Mohon tunggu...
Andriyanto
Andriyanto Mohon Tunggu... Lainnya - Jika kamu tak menemukan buku yang kamu cari di rak, maka tulislah sendiri.

- Kebanggaan kita yang terbesar adalah bukan tidak pernah gagal, tetapi bangkit kembali setiap kali kita jatuh - Rasa bahagia dan tak bahagia bukan berasal dari apa yang kamu miliki, bukan pula berasal dari siapa dirimu, atau apa yang kamu kerjakan. Bahagia dan tak bahagia berasal dari pikiran kamu sendiri.

Selanjutnya

Tutup

Humaniora Pilihan

Komuso: Biksu Pengemis Mata-Mata pada Periode Edo

23 Desember 2023   07:00 Diperbarui: 23 Desember 2023   07:03 286
+
Laporkan Konten
Laporkan Akun
Kompasiana adalah platform blog. Konten ini menjadi tanggung jawab bloger dan tidak mewakili pandangan redaksi Kompas.
Lihat foto
Sumber: ArtStation - Komuso (artstation.com)

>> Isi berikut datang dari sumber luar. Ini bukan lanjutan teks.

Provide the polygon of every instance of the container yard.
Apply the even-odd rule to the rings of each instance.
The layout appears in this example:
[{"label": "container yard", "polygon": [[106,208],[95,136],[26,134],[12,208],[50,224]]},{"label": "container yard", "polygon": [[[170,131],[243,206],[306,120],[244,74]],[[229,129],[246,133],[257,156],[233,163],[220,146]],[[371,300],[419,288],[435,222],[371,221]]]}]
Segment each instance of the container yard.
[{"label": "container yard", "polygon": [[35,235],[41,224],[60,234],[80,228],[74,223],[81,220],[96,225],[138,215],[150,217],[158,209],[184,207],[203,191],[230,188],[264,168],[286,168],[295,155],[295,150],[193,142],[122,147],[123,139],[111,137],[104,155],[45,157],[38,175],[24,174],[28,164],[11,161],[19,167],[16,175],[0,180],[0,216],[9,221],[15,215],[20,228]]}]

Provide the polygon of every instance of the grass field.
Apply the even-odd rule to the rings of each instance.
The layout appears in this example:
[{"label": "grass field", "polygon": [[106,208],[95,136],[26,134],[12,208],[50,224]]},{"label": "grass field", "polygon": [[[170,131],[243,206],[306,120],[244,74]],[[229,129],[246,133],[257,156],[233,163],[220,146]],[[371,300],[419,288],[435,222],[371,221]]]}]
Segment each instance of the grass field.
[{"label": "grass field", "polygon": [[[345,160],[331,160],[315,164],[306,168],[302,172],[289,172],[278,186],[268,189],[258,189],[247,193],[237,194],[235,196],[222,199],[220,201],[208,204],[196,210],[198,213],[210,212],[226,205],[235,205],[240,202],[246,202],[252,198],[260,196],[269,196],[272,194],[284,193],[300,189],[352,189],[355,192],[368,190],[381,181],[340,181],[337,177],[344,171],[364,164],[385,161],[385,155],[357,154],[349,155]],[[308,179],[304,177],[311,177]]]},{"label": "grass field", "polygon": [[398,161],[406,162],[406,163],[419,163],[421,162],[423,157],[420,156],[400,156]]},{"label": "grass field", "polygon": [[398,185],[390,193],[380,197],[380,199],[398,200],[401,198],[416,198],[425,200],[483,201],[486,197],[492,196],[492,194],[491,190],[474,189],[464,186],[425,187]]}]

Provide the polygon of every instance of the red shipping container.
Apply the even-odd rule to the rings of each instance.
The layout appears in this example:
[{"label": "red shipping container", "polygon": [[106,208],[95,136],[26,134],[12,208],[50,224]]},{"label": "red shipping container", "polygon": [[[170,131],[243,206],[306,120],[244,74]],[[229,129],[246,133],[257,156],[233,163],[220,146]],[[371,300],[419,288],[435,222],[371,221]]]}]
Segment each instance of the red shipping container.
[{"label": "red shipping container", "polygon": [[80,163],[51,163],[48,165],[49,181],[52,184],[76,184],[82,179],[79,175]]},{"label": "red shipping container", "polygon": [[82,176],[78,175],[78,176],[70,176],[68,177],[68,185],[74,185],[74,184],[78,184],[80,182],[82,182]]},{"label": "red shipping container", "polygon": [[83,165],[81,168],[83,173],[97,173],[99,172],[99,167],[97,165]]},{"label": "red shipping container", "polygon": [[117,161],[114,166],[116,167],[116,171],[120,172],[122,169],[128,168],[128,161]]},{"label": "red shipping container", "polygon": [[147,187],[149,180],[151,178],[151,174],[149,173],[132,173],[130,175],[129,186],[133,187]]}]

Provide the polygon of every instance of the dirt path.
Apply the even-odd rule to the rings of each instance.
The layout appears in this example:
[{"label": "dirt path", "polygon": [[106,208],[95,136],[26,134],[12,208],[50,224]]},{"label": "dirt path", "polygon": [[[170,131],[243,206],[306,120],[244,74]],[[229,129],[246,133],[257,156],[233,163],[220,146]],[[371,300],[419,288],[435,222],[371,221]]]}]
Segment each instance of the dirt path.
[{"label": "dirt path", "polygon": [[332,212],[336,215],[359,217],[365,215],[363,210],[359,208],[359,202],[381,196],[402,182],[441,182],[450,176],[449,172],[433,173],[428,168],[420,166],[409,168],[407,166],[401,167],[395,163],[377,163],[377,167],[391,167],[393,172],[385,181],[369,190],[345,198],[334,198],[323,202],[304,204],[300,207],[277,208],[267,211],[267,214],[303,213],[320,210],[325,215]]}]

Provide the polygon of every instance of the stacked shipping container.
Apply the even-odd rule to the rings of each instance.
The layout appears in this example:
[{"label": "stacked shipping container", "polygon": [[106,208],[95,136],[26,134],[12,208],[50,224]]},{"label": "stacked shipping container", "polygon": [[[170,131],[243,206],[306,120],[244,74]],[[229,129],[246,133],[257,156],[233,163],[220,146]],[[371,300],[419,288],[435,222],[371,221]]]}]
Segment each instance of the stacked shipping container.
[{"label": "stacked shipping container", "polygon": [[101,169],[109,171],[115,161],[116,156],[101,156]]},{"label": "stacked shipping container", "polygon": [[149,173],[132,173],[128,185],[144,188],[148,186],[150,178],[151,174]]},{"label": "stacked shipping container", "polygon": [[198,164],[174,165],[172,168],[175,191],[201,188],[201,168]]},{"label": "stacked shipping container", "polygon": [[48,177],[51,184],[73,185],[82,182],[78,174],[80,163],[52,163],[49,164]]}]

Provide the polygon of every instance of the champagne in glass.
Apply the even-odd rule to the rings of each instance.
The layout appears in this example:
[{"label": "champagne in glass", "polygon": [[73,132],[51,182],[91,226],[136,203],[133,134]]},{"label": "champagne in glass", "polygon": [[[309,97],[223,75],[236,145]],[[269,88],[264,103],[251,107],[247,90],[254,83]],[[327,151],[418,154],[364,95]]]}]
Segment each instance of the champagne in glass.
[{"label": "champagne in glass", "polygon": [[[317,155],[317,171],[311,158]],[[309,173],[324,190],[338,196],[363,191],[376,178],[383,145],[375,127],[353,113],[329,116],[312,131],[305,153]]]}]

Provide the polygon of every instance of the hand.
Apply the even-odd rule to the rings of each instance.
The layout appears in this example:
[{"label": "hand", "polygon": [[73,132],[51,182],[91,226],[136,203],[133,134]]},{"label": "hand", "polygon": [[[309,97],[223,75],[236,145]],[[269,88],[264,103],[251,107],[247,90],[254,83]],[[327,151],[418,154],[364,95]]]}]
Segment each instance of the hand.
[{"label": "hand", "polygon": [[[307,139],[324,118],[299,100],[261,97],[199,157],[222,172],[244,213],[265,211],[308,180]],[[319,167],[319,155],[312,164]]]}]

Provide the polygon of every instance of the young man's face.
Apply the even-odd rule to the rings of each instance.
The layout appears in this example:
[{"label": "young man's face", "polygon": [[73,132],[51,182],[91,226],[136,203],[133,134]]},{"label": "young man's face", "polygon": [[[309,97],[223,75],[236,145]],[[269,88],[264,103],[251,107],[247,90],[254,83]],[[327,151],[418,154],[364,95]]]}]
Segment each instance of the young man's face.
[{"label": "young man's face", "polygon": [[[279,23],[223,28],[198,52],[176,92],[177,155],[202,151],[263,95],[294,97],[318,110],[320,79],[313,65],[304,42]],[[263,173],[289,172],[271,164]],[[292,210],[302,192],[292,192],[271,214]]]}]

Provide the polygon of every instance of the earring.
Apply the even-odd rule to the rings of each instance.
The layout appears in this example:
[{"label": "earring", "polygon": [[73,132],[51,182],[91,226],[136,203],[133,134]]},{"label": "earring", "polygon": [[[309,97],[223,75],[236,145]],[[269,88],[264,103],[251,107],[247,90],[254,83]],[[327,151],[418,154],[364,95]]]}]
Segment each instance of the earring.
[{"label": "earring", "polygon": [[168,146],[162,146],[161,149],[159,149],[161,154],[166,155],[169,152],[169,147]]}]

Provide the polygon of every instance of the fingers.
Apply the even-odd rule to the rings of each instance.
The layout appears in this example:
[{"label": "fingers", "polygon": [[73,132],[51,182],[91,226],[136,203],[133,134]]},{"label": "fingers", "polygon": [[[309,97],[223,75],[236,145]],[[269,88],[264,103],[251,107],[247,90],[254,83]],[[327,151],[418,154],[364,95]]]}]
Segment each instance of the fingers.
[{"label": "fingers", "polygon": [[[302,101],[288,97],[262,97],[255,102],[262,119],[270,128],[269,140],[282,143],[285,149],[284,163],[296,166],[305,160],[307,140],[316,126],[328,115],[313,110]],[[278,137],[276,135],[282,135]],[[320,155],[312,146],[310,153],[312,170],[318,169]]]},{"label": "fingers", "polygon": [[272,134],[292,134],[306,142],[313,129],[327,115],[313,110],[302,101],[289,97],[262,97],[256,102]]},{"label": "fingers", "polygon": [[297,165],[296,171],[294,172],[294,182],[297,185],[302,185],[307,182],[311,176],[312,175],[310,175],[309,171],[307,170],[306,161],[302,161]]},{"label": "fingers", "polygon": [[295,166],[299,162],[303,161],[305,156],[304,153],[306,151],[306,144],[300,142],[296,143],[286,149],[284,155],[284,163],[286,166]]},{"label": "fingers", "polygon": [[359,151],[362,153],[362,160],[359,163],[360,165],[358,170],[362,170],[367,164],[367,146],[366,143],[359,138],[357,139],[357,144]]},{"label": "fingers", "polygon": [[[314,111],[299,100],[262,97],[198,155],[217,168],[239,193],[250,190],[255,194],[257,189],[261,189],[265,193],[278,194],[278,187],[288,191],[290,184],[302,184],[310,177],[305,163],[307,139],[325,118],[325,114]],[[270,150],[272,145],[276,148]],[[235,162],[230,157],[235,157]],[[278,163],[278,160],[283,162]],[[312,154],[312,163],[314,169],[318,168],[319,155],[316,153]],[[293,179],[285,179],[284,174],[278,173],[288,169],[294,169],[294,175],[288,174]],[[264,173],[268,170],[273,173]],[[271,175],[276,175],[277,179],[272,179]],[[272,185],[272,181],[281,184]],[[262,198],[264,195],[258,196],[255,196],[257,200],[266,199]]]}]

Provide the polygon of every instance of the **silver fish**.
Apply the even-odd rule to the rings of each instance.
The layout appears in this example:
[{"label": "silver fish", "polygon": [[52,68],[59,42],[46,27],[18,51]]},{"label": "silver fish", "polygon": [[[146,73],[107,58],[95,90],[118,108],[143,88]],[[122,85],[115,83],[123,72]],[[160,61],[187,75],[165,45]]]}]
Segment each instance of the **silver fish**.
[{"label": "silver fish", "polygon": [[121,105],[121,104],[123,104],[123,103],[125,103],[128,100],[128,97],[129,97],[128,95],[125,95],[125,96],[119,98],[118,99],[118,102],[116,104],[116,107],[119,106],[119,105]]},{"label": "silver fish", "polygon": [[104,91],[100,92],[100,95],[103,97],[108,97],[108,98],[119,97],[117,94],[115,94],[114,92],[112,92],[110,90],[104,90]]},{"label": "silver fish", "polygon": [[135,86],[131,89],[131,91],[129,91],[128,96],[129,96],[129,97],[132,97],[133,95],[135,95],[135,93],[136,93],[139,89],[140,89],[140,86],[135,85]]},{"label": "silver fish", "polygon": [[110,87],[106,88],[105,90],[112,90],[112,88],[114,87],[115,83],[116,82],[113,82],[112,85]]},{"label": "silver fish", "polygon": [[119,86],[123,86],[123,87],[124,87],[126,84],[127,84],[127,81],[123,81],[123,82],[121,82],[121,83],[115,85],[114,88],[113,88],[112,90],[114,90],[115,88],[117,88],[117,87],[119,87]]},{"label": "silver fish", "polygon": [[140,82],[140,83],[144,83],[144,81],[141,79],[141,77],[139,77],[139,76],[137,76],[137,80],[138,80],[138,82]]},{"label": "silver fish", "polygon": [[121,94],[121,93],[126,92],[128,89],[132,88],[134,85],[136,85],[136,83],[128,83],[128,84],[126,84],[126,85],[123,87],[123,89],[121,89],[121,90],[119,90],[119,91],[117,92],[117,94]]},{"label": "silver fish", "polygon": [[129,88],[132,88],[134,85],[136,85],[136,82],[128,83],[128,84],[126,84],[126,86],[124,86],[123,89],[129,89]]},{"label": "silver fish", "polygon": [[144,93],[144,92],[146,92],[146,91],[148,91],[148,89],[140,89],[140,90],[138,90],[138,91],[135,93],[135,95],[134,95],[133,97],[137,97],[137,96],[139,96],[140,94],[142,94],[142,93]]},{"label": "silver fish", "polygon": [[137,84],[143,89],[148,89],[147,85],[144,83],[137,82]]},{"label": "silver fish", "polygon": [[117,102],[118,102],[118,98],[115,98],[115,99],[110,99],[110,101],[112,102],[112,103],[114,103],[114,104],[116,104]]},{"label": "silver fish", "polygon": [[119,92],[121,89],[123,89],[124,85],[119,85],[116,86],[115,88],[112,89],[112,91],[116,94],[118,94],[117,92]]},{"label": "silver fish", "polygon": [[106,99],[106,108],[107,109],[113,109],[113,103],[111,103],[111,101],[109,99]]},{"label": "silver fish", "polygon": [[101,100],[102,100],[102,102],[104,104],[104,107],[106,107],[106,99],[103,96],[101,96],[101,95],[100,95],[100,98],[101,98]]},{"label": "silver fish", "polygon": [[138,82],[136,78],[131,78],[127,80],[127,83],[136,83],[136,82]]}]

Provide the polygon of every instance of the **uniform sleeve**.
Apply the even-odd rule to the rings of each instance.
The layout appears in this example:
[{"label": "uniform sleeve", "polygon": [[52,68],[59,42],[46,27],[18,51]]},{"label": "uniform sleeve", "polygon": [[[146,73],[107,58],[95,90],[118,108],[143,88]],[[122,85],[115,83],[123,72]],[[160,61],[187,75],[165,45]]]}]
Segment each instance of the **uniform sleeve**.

Komuso adalah sekelompok biksu pengemis Jepang yang hidup pada periode Edo (1603-1867). Mereka memiliki ciri khas yaitu menggunakan keranjang jerami yang menutupi seluruh kepala mereka, dan memainkan seruling bambu yang disebut shakuhachi. Namun, tahukah kamu bahwa di balik penampilan mereka yang sederhana dan religius, terdapat rahasia yang menarik dan menegangkan? Ya, komuso ternyata juga berperan sebagai mata-mata atau agen rahasia untuk pemerintah Jepang pada masa perang. Bagaimana bisa? Mari kita simak kisah mereka lebih lanjut.

Asal Usul Komuso

Komuso berasal dari aliran Fuke Zen, sebuah cabang dari Buddhisme Zen yang ada di Jepang dari abad ke-13 hingga akhir abad ke-19. Para biksu Fuke terkenal dengan memainkan shakuhachi sebagai bentuk meditasi yang disebut suizen. Mereka juga dikenal dengan topi keranjang jerami yang menutupi seluruh kepala mereka saat berziarah. Fuke Zen berakar pada ajaran Zen master Puhua (J. Fuke), yang menekankan aspek yang tidak dapat dikomunikasikan dari pencerahan.

Komuso pertama kali muncul pada abad ke-17, meskipun pendahulunya digambarkan dalam lukisan dan teks sekitar tahun 1500. Tidak ada bukti adanya tradisi sebelumnya tentang biksu yang memainkan shakuhachi, dan tercatat bahwa pada tahun 1518 shakuhachi dianggap sebagai alat musik untuk musik istana (gagaku), bukan untuk musik religius.

Lalu, bagaimana komuso bisa berkembang menjadi mata-mata atau agen rahasia? Ada beberapa hal yang mempengaruhi, antara lain:

- Beberapa komuso adalah mantan samurai yang kehilangan tuan atau tanah mereka akibat perang saudara yang terjadi di Jepang pada abad ke-16. Mereka memilih untuk menjadi biksu pengemis sebagai cara untuk bertobat atau menyembunyikan identitas mereka. Mereka masih memiliki keterampilan bela diri dan loyalitas kepada pemerintah Jepang, sehingga mereka bisa dimanfaatkan sebagai mata-mata atau agen rahasia.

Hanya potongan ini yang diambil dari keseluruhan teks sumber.